Single by Bryan Rice

from the album Confessional
- Released: 21 October 2005
- Length: 3:52
- Label: Boom!, EMI
- Songwriters: Jonas Schrøder, Lucas Sieber
- Producer: Chief 1

Bryan Rice singles chronology
|  | "No Promises" (2005) | "Homeless Heart" (2006) |

= No Promises (Bryan Rice song) =

2005 single by Bryan Rice

"No Promises" is a song by Danish singer Bryan Rice from his debut studio album, Confessional (2006). A common misunderstanding Is that, the song was recorded by Rice for the soundtrack of the Danish comedy film Nynne (2005).
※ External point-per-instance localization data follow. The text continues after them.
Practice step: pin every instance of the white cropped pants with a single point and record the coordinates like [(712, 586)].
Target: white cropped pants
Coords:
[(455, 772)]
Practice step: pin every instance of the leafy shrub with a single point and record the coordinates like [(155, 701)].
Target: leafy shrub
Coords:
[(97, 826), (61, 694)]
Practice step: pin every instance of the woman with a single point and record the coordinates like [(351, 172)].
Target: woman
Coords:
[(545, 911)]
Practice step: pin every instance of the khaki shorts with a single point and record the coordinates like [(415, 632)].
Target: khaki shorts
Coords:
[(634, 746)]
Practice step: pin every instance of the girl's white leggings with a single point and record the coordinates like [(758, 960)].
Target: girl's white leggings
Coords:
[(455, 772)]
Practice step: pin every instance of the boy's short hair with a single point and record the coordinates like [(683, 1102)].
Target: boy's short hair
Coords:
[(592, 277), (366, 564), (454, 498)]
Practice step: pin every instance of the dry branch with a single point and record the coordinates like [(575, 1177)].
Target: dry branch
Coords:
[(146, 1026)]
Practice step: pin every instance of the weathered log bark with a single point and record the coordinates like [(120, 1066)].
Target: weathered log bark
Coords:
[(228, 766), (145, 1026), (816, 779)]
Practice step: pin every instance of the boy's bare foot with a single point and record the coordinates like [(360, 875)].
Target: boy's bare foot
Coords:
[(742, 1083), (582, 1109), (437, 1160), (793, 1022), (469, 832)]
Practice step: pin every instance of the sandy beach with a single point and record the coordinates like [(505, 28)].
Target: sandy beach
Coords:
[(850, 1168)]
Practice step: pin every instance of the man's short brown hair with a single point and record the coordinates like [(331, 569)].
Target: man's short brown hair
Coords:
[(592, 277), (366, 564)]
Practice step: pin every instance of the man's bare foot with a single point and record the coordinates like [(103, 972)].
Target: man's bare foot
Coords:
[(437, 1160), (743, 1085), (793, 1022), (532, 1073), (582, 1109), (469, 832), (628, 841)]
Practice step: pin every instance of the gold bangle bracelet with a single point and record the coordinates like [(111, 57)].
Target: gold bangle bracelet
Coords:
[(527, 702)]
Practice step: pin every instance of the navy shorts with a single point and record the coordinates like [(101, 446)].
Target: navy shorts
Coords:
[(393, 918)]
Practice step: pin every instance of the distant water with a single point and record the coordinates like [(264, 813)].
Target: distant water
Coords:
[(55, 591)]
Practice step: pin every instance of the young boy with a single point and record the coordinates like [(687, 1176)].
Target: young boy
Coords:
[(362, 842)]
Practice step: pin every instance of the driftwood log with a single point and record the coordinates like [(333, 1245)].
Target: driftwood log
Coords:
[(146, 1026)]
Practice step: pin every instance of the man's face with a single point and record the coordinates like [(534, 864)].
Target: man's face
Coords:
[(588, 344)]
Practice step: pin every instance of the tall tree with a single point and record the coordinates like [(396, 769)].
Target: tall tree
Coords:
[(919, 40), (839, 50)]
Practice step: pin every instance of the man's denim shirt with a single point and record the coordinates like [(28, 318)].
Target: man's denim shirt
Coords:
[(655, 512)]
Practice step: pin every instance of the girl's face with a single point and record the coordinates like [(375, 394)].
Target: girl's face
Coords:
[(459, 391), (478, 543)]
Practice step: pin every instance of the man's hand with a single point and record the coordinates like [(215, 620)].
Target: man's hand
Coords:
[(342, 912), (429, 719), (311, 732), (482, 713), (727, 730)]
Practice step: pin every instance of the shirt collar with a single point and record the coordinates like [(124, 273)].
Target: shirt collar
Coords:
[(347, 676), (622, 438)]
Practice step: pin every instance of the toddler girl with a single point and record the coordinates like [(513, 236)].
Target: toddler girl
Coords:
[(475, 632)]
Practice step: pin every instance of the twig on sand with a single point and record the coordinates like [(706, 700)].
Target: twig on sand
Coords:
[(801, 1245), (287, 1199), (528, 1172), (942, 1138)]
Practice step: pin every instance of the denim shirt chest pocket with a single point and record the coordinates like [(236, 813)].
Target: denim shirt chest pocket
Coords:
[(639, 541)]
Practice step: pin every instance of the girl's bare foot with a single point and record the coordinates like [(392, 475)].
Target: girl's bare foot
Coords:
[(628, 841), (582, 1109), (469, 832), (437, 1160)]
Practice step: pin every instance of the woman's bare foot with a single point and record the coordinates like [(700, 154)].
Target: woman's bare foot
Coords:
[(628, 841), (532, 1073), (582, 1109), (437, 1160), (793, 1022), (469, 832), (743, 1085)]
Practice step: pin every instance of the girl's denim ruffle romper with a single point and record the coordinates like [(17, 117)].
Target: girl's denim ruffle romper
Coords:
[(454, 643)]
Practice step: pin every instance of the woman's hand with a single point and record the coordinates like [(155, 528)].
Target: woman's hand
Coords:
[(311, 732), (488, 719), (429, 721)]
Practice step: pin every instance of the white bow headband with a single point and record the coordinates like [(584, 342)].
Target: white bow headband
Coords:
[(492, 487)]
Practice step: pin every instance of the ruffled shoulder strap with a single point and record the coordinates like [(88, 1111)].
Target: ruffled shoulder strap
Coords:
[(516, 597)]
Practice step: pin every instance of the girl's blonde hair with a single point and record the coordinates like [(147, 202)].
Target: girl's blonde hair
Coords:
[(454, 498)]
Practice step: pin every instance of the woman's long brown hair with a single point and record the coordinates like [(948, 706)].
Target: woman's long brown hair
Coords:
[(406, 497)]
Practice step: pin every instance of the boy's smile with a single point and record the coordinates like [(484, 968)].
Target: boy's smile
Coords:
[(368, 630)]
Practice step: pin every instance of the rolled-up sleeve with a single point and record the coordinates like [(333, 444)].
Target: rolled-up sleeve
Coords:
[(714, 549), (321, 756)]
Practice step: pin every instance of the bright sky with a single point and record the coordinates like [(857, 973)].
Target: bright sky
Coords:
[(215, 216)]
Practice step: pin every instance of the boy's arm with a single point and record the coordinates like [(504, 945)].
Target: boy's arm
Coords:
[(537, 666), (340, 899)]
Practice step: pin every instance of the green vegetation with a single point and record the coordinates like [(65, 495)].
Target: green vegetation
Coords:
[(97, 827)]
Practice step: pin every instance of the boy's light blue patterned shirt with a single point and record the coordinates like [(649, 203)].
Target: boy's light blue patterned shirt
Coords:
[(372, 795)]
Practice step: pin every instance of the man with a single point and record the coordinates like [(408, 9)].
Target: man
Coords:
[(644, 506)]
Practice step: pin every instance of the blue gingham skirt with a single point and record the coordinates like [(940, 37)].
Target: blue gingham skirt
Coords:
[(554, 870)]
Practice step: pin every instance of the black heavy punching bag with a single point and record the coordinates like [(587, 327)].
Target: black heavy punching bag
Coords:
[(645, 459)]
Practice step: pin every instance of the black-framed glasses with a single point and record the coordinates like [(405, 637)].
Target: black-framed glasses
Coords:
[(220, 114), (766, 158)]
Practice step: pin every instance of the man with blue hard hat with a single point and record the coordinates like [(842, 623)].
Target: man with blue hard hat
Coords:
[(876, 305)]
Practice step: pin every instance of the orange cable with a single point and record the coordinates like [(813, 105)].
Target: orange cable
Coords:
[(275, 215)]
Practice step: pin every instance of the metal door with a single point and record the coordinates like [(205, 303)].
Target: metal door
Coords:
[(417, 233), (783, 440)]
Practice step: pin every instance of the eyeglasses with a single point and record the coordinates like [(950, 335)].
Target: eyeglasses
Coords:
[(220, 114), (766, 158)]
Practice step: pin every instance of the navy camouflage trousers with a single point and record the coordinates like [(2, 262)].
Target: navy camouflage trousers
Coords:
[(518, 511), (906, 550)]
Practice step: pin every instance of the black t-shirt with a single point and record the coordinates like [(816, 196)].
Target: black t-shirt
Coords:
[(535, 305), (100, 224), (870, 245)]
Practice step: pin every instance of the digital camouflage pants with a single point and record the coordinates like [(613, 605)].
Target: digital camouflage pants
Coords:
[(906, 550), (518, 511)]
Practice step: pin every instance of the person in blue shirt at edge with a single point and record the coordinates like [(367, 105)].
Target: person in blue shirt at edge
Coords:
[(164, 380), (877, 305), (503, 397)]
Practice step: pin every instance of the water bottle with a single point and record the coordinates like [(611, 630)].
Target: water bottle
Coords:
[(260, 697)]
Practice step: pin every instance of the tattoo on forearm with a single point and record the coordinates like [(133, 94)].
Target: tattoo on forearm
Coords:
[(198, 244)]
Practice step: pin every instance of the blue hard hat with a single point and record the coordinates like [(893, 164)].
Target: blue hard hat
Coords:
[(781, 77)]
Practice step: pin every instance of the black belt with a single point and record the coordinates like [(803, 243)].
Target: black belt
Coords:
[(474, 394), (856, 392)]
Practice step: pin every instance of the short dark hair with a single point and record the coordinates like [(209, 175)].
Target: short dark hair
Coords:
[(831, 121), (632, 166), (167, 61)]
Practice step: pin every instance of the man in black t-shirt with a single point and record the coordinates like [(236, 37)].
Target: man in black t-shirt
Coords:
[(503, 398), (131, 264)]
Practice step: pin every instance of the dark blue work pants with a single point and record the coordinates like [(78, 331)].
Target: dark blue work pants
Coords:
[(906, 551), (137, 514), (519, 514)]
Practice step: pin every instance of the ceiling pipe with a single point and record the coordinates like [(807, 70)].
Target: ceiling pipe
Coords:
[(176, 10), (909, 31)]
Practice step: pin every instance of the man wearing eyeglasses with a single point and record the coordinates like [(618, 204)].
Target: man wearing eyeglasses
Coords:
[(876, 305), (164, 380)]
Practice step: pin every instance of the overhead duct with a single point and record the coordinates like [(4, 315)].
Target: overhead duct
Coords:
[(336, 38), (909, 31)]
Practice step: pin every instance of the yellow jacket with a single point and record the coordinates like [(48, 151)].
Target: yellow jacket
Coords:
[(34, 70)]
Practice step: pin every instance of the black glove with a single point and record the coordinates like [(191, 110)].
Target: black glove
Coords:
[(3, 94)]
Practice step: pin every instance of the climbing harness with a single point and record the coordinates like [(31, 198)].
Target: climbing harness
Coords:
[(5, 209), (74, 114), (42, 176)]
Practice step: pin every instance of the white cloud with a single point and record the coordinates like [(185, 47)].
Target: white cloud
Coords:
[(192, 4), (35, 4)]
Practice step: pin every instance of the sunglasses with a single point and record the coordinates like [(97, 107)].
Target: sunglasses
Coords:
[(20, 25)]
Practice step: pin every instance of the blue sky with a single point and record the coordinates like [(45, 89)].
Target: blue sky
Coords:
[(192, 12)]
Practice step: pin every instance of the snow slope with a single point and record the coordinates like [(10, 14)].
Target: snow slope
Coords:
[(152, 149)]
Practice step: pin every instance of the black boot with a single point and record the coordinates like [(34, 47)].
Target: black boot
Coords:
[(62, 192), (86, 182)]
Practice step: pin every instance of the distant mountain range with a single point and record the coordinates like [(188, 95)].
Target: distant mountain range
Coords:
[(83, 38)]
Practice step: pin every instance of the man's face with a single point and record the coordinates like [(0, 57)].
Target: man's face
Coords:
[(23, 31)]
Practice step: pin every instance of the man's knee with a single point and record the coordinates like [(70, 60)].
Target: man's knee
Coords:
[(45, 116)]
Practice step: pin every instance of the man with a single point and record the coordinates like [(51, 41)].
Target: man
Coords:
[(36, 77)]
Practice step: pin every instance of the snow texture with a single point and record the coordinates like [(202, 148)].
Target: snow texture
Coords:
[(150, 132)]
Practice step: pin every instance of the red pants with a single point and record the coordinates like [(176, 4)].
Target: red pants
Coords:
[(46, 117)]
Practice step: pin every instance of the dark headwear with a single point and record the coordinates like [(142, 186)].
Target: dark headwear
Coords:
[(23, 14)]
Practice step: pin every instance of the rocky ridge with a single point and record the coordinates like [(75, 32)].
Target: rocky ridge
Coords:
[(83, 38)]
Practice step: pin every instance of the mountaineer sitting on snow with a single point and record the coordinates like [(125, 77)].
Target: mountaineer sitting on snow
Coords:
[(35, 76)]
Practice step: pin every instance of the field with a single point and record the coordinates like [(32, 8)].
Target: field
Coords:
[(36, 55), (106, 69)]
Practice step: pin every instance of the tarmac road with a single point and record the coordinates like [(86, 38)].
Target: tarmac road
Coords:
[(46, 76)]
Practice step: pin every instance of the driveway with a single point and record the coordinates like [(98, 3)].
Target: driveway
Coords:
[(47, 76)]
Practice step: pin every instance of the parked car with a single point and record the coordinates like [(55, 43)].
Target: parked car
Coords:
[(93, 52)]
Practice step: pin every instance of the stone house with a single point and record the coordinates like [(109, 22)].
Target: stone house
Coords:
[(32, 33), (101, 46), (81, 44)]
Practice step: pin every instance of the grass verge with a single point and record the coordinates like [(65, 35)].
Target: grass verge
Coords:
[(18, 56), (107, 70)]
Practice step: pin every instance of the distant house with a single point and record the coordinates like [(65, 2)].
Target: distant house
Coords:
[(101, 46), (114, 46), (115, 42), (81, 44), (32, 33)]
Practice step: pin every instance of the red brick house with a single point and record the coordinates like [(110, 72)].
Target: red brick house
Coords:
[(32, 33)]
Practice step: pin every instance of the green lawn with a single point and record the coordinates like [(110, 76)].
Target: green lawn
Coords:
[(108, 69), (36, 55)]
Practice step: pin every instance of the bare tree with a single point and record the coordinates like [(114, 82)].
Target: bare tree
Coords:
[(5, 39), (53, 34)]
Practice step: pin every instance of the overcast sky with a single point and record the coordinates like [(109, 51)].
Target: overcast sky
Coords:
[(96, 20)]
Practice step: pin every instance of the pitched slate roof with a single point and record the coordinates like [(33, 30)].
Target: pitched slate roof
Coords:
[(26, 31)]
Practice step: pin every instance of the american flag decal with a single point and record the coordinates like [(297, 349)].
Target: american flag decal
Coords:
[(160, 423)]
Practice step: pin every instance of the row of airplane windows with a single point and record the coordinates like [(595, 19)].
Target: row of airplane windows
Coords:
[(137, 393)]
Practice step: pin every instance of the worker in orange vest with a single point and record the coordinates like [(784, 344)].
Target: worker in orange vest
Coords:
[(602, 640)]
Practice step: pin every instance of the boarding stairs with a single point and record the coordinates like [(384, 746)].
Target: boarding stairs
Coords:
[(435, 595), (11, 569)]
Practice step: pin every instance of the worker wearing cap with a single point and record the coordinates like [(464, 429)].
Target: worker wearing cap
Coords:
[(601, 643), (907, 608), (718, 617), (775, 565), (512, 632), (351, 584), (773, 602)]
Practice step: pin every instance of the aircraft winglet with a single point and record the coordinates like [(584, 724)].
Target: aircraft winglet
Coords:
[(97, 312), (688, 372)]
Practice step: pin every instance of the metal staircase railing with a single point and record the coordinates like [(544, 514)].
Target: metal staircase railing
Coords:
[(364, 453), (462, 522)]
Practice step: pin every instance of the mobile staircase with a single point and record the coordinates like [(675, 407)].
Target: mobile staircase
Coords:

The song was a hit in Denmark in 2005 and 2006, peaking at number one on the Danish Airplay Chart. "No Promises" was the fourth-most-performed work by Danish songwriters in Denmark between 2000 and 2009 according to Danish performance-rights organisation KODA. The song had international success in a Shayne Ward cover, peaking at number two in the UK in 2006.

==Chart performance==
The song spent three non-consecutive weeks at number one on the Danish Airplay Chart. The song did not chart on the singles chart, because the chart did not allow singles only available as digital download to chart until 2007. In January 2007, "No Promises" was certified platinum by IFPI Denmark for sales of 15,000 digital downloads.

==Track listings==
- Digital download
1. "No Promises" – 3:52

- Digital download (remix)
2. "No Promises (remix)" (Weekend Wonderz club mix) – 6:25

- CD promo (remixes)
3. "No Promises" (Weekend Wonderz edit)
4. "No Promises" (Weekend Wonderz club mix)

==Charts==

| Chart (2006) | Peak position |
|---|---|
| Denmark Airplay (Tracklisten) | 1 |

==Certifications==

| Region | Certification | Certified units/sales |
| Denmark (IFPI Danmark) | Platinum | 8,000^{^} |
^{^} Shipments figures based on certification alone.

==Shayne Ward version==

"No Promises" was covered by the second United Kingdom X Factor winner Shayne Ward. The cover was released on 10 April 2006 and reached number two on the UK Singles Chart. It became Ward's second number-one single in Ireland and was the 10th best-selling single of 2006 there, and it was also successful in Sweden, peaking at number four in August 2006. It has sold over 200,000 copies in the UK, earning it a silver certification from the British Phonographic Industry.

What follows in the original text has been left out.